ContainerAdministrator is available on all ms windows container images

dscho commented 1 year ago

ContainerAdministrator is available on all ms windows container images

And how do you specify that in a docker run invocation?

mthalman commented 1 year ago

ContainerAdministrator is available on all ms windows container images

And how do you specify that in a docker run invocation?

docker run --user ContainerAdministrator ...

dscho commented 1 year ago

ContainerAdministrator is available on all ms windows container images

And how do you specify that in a docker run invocation?

docker run --user ContainerAdministrator ...

So the remaining question for me is: what does it buy me to use ContainerAdministrator over using NT Authority\System?

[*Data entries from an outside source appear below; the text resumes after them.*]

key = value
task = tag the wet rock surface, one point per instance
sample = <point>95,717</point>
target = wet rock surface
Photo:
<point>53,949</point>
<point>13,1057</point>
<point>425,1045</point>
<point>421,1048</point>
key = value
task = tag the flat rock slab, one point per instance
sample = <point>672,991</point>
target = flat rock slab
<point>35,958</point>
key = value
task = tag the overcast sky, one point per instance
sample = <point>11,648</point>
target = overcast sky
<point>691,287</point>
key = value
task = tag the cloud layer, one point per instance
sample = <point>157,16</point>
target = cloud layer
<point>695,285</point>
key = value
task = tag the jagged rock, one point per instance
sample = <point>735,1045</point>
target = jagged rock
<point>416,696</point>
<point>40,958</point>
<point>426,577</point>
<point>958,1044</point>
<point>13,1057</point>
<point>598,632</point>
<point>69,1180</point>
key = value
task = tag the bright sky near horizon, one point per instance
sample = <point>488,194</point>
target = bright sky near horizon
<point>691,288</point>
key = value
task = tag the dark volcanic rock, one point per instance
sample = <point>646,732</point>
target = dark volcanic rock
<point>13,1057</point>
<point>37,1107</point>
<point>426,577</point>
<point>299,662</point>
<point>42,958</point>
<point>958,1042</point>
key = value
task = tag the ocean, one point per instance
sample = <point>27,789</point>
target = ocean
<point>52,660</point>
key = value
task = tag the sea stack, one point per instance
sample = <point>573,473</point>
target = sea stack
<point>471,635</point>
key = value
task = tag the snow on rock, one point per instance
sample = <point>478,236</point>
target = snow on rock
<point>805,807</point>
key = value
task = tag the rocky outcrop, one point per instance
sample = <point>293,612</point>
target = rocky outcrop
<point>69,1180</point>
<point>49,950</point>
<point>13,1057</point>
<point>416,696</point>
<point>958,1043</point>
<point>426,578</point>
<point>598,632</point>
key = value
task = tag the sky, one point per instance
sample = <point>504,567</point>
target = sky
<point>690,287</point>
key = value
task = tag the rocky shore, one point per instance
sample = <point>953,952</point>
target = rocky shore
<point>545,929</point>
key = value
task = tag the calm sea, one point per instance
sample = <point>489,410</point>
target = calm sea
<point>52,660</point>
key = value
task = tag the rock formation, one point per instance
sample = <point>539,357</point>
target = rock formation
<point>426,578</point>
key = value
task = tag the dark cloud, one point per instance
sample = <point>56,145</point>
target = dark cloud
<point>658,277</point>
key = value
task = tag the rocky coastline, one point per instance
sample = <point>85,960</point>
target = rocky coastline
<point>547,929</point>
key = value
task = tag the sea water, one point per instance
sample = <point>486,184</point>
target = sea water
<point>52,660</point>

dscho commented 1 year ago

@KevinCathcart @mthalman @viceice please test Git for Windows v2.39.0-rc0. Testing these pre-releases are the best way to ensure that your workflows aren't broken by any Git for Windows updates, and as a bonus testing these also helps other users.

viceice commented 1 year ago

for me it seems v2.38.1.windows.1 already fixed the issue, as it sucessfully automergd by renovate 🎉

Cube707 commented 1 year ago

just spend two days finding this 😢 can confirm it's fixed in 2.39.0-rc0

mthalman commented 1 year ago

@dscho - Confirmed that 2.39.0-rc0 fixes the issue. 👍 Thanks a bunch!

dscho commented 1 year ago

For the record, I opened https://github.com/microsoft/mimalloc/pull/654 with this fix (and other fixes I had to implement to integrate mimalloc into Git for Windows). Once that is merged, and a new version is tagged, I can integrate a new version into Git for Windows and then all these references that clutter up this here ticket will hopefully stahp.

mthalman commented 1 year ago

Great to see this fixed in the 2.39.0 release. Thanks!